Data classification may seem like an arcane art, but a growing set of information classification and management products make sorting through your company's data easier than ever. These tools provide the foundation for litigation discovery, cost reduction, record management and retention, archiving, deduplication and usage control.

This article can also be found in the Premium Editorial Download: Storage magazine: Salary survey reveals storage skills are in demand:

Data classification tools provide the foundation for litigation discovery, cost reduction, record management, retention, archiving, deduplication and usage control.


The problem of controlling and managing the ever-growing volume of data living on a company's file shares is unrelenting. Companies need to find ways to reduce the overall cost of storing data, but must often keep it for longer periods of time to adhere to new regulations and requirements. Adding to the problem are more stringent privacy laws and court-ordered mandates to quickly find and produce specific files adrift in a vast sea of unstructured data.

Data classification product sampler
Click here for a Data classification product sampler (PDF).

New data classification tools, which work below the file-system attribute level, crack open files and extract their content to allow complex searches, reporting, lifecycle management and legal retention based on policies. All of the products described on the following pages provide data classification and reporting, although their functionality differs widely (see "Data classification product sampler," PDF file). Most are relatively new products that are still in early release cycles with expansive roadmaps.

Unstructured data
Unlike information stored in well-defined application databases, or in semistructured e-mail servers and document management systems, the file shares in most companies are a dumping ground for more than 400 types of file formats. As corporations control the data in ERP apps and e-mail servers, users are increasingly using Microsoft Office apps to store their personal productivity files, which are often critical to the business' day-to-day operation. This leads companies to provide higher levels of service for this data at an ever-increasing cost. Unfortunately, this data may be everything from pictures of the grandkids to highly confidential customer documents containing private information.

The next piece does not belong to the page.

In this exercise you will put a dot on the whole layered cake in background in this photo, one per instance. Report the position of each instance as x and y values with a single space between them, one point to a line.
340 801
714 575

The problem is that this data is stored in a user-defined fashion that's rarely controlled, searchable or organized in any meaningful way. A company must therefore find a way to separate mission-critical data from data that requires less costly service levels without adversely affecting productivity. Equally critical is the need to identify older data, duplicate copies of data and orphaned data that's no longer needed and can be deleted. Finally, when the need to find, protect or destroy specific pieces of information arises because of litigation or new regulations, how do you quickly respond to these demands? The short answer is to classify data, ideally with automated, user-friendly tools.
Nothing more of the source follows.